Alone in the untidy office with this strange character who seemed so un-German and un-military, Conrad wondered what all this was about. He was offered a cigar and said he preferred a pipe. The Admiral lit a most fragrant cigar and contemplated Conrad through a thin veil of smoke.
“You know, Dehmel, I have always thought of myself as a European. Have you?”
Conrad smiled and felt at home. “Yes, sir, I also.”
“Three centuries ago my family was not German, but of course there was no Germany then. Apart from the English and the Scandinavians, we were all Europeans then.”

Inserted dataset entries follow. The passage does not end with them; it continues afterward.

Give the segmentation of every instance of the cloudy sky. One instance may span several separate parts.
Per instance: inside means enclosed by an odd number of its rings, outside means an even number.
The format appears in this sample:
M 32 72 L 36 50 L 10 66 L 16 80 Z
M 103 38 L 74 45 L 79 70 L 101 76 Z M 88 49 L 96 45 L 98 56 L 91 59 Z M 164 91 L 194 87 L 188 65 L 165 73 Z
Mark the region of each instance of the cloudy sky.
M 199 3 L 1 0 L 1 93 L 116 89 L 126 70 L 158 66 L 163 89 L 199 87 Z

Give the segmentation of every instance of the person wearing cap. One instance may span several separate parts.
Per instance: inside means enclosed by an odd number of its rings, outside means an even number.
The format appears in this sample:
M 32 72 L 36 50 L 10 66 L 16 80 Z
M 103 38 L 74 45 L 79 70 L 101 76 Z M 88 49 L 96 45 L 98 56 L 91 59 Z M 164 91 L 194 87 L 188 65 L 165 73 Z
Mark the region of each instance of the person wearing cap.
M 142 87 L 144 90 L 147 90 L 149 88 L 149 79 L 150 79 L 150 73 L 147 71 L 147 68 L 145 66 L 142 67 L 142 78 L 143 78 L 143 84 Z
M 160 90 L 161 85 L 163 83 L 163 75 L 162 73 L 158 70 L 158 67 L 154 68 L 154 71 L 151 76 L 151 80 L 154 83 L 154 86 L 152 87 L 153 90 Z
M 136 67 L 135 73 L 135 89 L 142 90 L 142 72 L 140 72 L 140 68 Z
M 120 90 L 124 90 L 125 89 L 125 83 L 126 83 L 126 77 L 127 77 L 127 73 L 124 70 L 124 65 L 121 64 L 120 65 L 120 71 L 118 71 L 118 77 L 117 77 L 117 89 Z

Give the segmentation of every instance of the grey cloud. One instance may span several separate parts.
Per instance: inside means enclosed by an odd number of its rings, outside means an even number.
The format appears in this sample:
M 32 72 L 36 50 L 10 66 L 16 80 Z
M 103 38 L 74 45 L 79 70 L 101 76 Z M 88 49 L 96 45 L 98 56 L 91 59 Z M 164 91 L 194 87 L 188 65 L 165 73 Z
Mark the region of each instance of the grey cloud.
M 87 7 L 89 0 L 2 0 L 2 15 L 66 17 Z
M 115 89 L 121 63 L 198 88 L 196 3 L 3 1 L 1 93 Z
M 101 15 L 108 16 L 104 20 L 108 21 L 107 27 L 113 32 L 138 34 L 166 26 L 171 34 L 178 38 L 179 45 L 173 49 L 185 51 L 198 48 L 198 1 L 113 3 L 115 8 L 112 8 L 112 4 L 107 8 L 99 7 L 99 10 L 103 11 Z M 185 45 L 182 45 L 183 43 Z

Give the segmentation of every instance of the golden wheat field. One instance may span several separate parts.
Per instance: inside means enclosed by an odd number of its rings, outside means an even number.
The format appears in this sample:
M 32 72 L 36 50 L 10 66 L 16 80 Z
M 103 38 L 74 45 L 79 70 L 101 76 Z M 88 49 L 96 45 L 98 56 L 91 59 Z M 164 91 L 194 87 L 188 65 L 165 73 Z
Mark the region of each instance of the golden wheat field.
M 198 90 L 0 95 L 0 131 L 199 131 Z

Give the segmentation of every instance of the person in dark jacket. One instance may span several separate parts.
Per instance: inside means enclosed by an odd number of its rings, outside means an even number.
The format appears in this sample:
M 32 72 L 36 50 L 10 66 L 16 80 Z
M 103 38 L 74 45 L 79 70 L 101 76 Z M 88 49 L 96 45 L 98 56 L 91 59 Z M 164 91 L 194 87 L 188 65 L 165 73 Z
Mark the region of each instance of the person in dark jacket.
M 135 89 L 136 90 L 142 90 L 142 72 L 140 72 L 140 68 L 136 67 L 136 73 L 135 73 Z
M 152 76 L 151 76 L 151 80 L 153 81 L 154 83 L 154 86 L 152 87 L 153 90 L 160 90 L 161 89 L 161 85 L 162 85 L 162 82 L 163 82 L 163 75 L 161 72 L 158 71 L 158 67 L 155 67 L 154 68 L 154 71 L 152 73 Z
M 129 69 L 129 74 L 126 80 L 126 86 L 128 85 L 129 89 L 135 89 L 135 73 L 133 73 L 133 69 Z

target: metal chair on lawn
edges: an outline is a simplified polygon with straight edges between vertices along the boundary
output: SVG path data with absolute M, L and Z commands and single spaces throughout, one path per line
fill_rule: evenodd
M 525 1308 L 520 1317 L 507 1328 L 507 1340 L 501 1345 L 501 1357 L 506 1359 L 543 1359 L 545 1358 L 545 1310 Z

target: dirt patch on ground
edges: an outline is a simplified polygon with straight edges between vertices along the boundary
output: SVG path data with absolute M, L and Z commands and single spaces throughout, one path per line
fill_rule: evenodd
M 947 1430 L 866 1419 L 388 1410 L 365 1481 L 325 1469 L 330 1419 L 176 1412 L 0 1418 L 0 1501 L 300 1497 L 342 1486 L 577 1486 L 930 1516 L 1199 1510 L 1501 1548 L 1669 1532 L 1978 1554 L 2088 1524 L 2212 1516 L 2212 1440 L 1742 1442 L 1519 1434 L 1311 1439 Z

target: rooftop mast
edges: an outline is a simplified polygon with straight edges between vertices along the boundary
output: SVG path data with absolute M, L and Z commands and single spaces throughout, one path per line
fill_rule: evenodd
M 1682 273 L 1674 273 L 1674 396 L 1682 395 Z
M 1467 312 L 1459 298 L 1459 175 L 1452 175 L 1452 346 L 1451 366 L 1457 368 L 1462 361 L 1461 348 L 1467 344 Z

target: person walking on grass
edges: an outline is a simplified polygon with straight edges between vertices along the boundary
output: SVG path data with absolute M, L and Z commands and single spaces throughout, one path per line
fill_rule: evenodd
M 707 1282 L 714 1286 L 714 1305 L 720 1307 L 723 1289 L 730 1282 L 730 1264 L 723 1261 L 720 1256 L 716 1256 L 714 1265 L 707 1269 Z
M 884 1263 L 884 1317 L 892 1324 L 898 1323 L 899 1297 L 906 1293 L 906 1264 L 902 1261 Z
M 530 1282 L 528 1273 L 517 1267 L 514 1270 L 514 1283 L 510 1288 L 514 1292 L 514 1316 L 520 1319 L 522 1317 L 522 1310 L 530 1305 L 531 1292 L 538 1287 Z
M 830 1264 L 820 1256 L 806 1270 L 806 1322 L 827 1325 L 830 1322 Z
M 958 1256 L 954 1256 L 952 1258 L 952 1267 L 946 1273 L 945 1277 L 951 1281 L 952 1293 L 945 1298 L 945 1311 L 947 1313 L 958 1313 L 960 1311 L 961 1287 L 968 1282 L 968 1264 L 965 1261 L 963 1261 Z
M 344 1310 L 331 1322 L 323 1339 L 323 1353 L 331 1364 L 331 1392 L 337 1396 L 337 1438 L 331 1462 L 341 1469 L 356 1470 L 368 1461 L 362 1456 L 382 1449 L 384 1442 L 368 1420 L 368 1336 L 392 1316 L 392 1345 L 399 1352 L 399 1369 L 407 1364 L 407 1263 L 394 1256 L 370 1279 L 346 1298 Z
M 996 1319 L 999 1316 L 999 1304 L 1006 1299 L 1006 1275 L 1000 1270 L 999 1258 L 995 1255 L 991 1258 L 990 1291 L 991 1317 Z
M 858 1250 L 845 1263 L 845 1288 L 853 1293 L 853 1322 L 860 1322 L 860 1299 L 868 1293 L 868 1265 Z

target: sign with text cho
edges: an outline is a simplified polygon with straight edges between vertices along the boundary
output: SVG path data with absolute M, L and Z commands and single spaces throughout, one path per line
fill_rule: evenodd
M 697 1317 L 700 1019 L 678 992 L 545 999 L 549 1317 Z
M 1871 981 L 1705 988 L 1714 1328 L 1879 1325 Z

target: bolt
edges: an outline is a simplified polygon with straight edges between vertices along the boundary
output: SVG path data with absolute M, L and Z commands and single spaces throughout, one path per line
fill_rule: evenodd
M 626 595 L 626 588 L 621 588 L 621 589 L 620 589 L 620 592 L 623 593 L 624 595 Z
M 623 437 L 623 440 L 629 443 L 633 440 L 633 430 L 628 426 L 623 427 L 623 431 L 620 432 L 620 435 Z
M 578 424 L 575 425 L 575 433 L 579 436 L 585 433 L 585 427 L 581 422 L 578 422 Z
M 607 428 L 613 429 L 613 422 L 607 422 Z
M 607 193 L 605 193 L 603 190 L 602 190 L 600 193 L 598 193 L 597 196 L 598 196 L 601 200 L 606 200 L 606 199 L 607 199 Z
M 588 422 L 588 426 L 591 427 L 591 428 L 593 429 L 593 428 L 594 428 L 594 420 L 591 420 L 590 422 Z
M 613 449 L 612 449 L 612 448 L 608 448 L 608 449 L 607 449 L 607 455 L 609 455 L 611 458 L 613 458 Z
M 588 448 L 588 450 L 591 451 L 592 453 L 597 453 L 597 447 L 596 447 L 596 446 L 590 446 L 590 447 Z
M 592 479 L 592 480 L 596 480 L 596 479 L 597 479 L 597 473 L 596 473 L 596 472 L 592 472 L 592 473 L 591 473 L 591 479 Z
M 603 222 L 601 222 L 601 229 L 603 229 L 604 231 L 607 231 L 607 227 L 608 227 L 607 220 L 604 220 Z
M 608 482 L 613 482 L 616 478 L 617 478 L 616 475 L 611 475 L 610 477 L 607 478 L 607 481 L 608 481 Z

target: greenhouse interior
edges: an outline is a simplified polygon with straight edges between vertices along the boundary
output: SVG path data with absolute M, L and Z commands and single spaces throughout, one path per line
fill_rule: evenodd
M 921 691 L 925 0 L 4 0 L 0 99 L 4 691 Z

“My grandfather used to tell me the same thing, sir, when I was a child. He was born in Strassburg when it was under the French, but he did his professional work in Freiburg-im-Breisgau.”
“So I understand.”
The Admiral contemplated his cigar and said that he had read some of Conrad’s publications and had found them interesting. He asked how much further his work had gone in England and Conrad spoke of it for several minutes. He even ended by saying a few words about his Grand Design.
Canaris looked at him almost affectionately. He smiled and said, “Yes, of course. It is excellent to aim for the sky when one is young. Then perhaps one may acquire the energy to do a few small things of value.” He smiled again. “You know, Dehmel, I find epigraphy and papyrology very satisfying just in themselves. That’s where you find the human raw stuff that never changes and saves the world from its geniuses. Those inscriptions that old megalomaniac Mommsen collected! They’re windows on centuries of domest
ic scenes. You know them all, I’m sure. That one on the tombstone of the Roman soldier: ‘Here I lie, Marcus Manlius of the 22nd Legion. I ate a lot, I drank a lot, I loved a lot of women. Nobody can take this away from me.’ Those Roman tombstone formulas to dead wives from widowers: ‘With whom I lived for so many years without a single quarrel – sine ulla querella.’ A record of the real world, Dehmel. A record of the undefeatable human being who has had to live under governments.” In what seemed to be an afterthought, but wasn’t, he added, “What was done to Professor Rosenthal was a scandal.”
Conrad hesitated, then blurted out, “Sir, can you help me? You seem to know all about this situation at the Institut. What should I do now?”
“About accepting the directorship?”
“That was the last thing I ever dreamed of, but I was told I may have no choice.”
“Did Professor Rosenthal tell you that?”
“Yes, sir.”
“He told you correctly. The minister in charge is a very venomous man.”
“Did you know Professor Rosenthal personally, sir?”
“Intimately, and for many years. It was through him that I learned about your work.”
Conrad had not realized that Rosenthal had thought so highly of him and flushed slightly.
“I suppose,” the Admiral said, “you are wondering why I could not save Rosenthal. There was no chance of that. He prevented Goebbels from looting a priceless manuscript that belonged to the Vatican and nobody could preserve his position after that. The best I could do was to make it possible for him to leave the country with his life.”